Cake is a cornerstone of their breakfast menu. We traveled to three different hotels, all with a varying service for breakfast, but each hotel made it a point to provide breakfast cake every morning. Eggs weren’t as big, nor were bacon, instead it was ham and cheese sandwiches, and cake.
This is a nod to the Brazilian sweet tooth. Obesity has become a prevalent problem for the Brazilian people, similar to the United States, and it’s no wonder. The Brazilians have a liquor called Cachaca, the “brazilian tequila” as the locals called it. It’s made from sugar cane and is incredibly sweet. Mixed mainly in cocktails, a common Brazilian beverage is the caipirinha,
Cachaca, lime ice and more sugar. The 40-50% ABV liquor mixed with more sugar is bound to give you the most pounding headache on the planet the next morning.
Wall Street Journal
The Murdoch-owned newspaper has a fairly small sized holding in Sao Paulo, Brazil. A small little office across the hall from the Associated Press, the Wall Street Journal’s foreign correspondent for Brazil is John Lyons, husband to the Bloomberg chief we met the day before, Adriana Lyons.
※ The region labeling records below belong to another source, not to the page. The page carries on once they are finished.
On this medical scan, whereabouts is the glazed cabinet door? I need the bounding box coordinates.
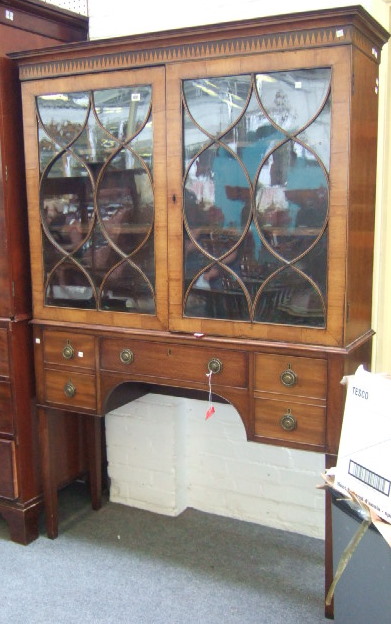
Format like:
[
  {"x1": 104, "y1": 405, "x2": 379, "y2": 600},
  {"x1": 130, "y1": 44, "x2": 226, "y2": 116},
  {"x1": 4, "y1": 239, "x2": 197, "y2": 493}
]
[
  {"x1": 167, "y1": 48, "x2": 351, "y2": 344},
  {"x1": 23, "y1": 68, "x2": 167, "y2": 329}
]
There are sizable differences between the two offices, Bloomberg carrying 40-some reporters, a TV studio, full conference and teaching center, kitchen and many more amenities, while Wall Street Journal’s office was almost cramped with the 15 staff members and computers.
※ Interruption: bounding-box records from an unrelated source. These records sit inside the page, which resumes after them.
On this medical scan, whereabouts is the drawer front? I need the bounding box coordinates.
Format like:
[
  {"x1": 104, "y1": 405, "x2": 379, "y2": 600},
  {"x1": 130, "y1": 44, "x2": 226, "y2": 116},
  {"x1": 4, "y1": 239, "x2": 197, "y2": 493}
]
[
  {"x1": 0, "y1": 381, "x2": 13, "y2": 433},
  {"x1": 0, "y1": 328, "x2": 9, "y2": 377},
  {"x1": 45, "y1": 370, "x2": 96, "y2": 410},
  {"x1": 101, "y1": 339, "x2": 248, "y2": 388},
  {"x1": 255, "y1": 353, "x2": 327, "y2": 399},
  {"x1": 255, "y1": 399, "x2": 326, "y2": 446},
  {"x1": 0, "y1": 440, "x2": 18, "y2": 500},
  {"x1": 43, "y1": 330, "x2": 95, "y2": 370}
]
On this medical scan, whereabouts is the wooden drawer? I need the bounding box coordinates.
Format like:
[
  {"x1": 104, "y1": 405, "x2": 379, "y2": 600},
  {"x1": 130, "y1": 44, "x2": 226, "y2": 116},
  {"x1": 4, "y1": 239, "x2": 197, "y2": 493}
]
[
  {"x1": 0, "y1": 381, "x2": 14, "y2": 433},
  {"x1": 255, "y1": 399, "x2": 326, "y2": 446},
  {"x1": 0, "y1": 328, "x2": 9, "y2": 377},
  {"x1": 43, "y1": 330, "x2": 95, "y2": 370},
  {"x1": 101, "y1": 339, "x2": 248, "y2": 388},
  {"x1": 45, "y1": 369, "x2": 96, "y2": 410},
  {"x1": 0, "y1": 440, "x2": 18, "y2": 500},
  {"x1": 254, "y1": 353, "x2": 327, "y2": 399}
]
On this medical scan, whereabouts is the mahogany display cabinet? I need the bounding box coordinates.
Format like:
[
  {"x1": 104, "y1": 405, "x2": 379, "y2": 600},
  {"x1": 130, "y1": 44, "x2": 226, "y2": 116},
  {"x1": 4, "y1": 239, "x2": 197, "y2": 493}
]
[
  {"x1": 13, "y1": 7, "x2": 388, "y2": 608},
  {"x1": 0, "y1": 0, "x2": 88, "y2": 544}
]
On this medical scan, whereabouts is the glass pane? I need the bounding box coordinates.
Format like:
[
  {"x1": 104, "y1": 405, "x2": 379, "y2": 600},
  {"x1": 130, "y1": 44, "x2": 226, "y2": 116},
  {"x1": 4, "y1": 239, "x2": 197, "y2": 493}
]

The mentality itself was different as well. In Bloomberg there seemed to be a rush around the newsroom, conversations and phone calls happening in almost every corner. There was a rush to push out content for the world-wide market on the Bloomberg terminal, where as at the Wall Street bureau, it was a little more relaxed.
John Lyons has been covering Brazil for several years, and he notices a big difference between writing in the U.S. and abroad. Every morning the first big question is “is there a big Brazil story today that needs to be done?” he said.
If not, Lyons spends a majority of his day fostering out more in-depth stories. Frequently, as cocaine and crack are becoming problems in the blossoming country, John Lyons has traveled into the Amazon to uncover the trail of drugs being smuggled from Columbia and abroad.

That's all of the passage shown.